Australia’s cricket board said on Wednesday (11 May) that it is seeking permission from the International Cricket Council (ICC) to trial the use of substitute players in domestic matches that would allow them to bat and bowl in place of team mates requiring medical attention for possible concussion.
Cricket Australia CEO James Sutherland said at a news conference in Melbourne that they expected a response from the world governing body by the end of the month.
“One of my observations is that whilst we support this recommendation being explored, I think it needs to be fully discussed and socialised,” he said. “One of the fundamentals of the game of cricket is that it’s a game of 11 players and a substitute has not been allowed in the past.”
Substitutes have been permitted to replace injured or ill players in matches for over 100 years but are not allowed to bat, bowl or act as wicketkeepers, according to the laws of the game.
Sutherland’s comments followed the release of a review into the death of Australian batsman Phillip Hughes, who was struck in the head by a ball when batting in a domestic match in November 2014.
“The fundamental issue here is the desire for medical staff to have the ultimate say in an incident of concussion, to be able to make a judgment, and to allow that to be facilitated as easily as possible,” Sutherland said.
Sutherland added that he saw concussion substitutes in Test matches as a “natural extension” following a possible adoption in domestic matches, and suggested other classes of injury should also be considered in how they are activated.
The report into Hughes’s death, led by barrister David Curtain, made a number of safety recommendations including the mandatory use of helmets by batsmen facing fast and medium paced bowling in first class matches and also for wicketkeepers and fieldsmen close to the wicket.
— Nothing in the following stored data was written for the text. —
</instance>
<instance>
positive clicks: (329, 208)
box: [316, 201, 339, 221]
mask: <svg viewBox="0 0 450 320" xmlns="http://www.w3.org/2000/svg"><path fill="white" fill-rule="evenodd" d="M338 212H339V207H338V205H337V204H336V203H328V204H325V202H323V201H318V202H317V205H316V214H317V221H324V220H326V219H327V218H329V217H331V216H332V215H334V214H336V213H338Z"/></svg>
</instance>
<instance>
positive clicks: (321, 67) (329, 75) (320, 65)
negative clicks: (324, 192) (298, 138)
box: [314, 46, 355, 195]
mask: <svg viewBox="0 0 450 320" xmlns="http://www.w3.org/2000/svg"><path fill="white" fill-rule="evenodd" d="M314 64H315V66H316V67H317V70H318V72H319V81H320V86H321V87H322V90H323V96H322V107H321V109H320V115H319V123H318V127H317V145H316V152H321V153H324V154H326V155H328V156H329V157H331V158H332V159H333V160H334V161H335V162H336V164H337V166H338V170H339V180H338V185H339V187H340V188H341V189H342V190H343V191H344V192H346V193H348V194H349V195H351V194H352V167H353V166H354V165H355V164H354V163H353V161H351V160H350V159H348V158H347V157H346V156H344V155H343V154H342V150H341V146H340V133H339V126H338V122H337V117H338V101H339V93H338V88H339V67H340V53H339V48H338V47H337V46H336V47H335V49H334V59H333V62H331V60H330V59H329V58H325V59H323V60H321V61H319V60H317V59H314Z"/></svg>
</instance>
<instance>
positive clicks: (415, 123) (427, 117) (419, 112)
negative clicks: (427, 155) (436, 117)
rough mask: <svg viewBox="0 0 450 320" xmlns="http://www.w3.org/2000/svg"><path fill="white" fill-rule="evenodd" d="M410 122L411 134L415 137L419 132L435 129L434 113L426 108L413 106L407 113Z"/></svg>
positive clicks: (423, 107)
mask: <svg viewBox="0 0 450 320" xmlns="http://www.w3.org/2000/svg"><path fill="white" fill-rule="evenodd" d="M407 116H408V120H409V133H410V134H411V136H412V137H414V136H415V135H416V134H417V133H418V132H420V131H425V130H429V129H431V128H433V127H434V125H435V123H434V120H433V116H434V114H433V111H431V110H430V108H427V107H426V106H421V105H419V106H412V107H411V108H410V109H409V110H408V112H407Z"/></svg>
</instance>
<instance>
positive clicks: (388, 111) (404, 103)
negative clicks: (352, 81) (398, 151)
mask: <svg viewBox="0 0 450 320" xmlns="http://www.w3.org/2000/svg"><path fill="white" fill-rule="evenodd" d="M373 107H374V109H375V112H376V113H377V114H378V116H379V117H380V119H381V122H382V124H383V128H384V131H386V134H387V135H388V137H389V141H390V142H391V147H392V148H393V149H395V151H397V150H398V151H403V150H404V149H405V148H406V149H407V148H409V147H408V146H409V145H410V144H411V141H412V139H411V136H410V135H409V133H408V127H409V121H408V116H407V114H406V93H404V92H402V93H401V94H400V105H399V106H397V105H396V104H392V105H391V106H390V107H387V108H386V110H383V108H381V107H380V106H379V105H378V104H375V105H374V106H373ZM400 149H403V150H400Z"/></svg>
It made no recommendation on the use of “concussion substitutes” but described it as a “relevant issue” that might require consideration.
Sutherland said the review showed Hughes had received the appropriate treatment, and the now-mandated British standard helmet would have offered no protection given where Hughes was struck.
He said Cricket Australia was also encouraging players to adopt the use of stem guards, which are attached across the back of the helmet, but conceded more research was required to prove that they afforded extra protection.
Hughes was struck on the back of the head by a rising delivery when batting for South Australia in a Sheffield Shield game at the Sydney Cricket Ground in November 2014. He died two days later in a Sydney hospital at the age of 25.
Hughes’s death shocked the cricketing world and ignited a debate about safety standards, particularly for batsmen, who can face fast bowling that exceeds 93 miles per hour.